The Journal of cell biology (2006-12-28)
Anton Maximov, Ok-Ho Shin, Xinran Liu, Thomas C Südhof
RÉSUMÉ

Central synapses exhibit spontaneous neurotransmitter release that is selectively regulated by cAMP-dependent protein kinase A (PKA). We now show that synaptic vesicles contain synaptotagmin-12, a synaptotagmin isoform that differs from classical synaptotagmins in that it does not bind Ca(2+). In synaptic vesicles, synaptotagmin-12 forms a complex with synaptotagmin-1 that prevents synaptotagmin-1 from interacting with SNARE complexes.

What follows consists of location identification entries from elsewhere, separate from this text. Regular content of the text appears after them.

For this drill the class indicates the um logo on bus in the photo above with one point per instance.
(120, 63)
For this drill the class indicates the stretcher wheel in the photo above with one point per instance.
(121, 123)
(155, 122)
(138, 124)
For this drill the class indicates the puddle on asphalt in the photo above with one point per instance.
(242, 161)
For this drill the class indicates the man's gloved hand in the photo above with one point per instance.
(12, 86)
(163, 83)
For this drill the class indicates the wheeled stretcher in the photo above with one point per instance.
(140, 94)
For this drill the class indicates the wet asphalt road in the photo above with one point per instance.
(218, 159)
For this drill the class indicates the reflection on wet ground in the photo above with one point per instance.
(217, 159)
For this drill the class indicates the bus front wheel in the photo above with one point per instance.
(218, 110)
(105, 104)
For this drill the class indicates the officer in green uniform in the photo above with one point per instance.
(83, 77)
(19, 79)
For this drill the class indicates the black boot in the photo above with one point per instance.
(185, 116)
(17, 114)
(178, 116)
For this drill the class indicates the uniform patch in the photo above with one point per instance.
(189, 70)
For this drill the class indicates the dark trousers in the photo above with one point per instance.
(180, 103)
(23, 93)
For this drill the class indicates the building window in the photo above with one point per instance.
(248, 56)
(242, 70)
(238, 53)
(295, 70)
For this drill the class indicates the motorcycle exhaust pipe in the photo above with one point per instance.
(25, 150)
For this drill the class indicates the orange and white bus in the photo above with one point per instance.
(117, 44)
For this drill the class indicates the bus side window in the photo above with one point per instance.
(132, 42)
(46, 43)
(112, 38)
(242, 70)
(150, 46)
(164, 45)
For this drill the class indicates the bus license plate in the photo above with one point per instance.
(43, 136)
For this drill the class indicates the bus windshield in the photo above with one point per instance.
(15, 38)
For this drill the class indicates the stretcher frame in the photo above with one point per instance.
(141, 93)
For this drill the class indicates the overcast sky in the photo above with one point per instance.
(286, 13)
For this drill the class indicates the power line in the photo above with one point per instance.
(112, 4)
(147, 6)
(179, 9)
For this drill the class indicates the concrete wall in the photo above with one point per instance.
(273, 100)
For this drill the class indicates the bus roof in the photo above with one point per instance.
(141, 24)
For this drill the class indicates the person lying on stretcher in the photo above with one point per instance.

We demonstrate that synaptotagmin-12 is phosphorylated by cAMP-dependent PKA on serine(97), and show that expression of synaptotagmin-12 in neurons increases spontaneous neurotransmitter release by approximately threefold, but has no effect on evoked release. Replacing serine(97) by alanine abolishes synaptotagmin-12 phosphorylation and blocks its effect on spontaneous release. Our data suggest that spontaneous synaptic-vesicle exocytosis is selectively modulated by a Ca(2+)-independent synaptotagmin isoform, synaptotagmin-12, which is controlled by cAMP-dependent phosphorylation.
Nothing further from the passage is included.